Glasgow data suggest potential underuse of evidence-based secondary prevention for cardiovascular diseases, although rates of anticoagulation in stroke survivors have not previously been described at city level. Prescribing data in cohorts of stroke survivors can help describe patterns of anticoagulation, which may in turn be used to explain and target potential areas of prescribing inequality. While there have been several studies describing patterns of prescribing in cardiovascular disease, there are limited numbers of studies looking at clinical and sociodemographic predictors or associations with prescribing. Highly cited studies of VKA prescribing inequality are now over a decade old. Recognising the recent increased emphasis on treatment of AF in primary care, a contemporary analysis of prescribing in primary care is warranted.

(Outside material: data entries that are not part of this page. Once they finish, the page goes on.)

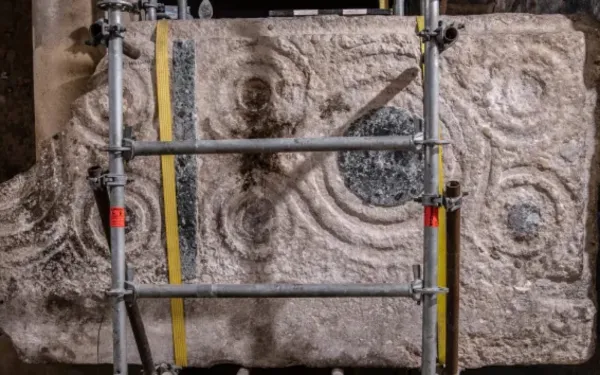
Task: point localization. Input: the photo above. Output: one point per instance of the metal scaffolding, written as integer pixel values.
(109, 191)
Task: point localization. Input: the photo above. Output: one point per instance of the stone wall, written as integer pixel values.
(521, 118)
(17, 137)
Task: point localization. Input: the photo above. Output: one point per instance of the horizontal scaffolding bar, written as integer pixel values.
(272, 290)
(272, 145)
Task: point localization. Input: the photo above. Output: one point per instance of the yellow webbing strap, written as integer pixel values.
(442, 279)
(170, 197)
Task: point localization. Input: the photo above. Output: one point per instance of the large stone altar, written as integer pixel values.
(518, 101)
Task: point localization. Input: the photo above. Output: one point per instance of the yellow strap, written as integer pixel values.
(170, 198)
(442, 257)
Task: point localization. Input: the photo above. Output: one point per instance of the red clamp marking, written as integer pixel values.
(117, 217)
(431, 217)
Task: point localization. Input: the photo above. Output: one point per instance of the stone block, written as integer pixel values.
(516, 101)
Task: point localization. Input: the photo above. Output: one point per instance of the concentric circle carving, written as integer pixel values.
(252, 223)
(365, 198)
(259, 91)
(528, 213)
(92, 109)
(28, 199)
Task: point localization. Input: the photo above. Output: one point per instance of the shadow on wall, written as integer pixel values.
(17, 127)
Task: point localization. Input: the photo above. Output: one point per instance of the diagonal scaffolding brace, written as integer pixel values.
(109, 192)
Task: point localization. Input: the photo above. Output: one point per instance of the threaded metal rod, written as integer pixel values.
(271, 145)
(272, 290)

The 'substrate' for such analyses should be a representative sample of community-dwelling stroke survivors, well phenotyped for sociodemographic, clinical and prescribing data. In Glasgow, UK, we have a city-wide database that is suited to analyses of prescribing patterns, offering central data storage of annual comprehensive, individual patient-level assessment of stroke survivors—the NHS Greater Glasgow and Clyde Local Enhanced Service (stroke) registry.
We sought to describe primary care anticoagulant prescribing in stroke survivors using Local Enhanced Services (LES) data. Primary outcomes of interest were association between anticoagulant prescribing and clinical or demographic factors, particularly the association between anticoagulant prescribing and common AF/bleeding risk stratification tools and associations with socioeconomic deprivation.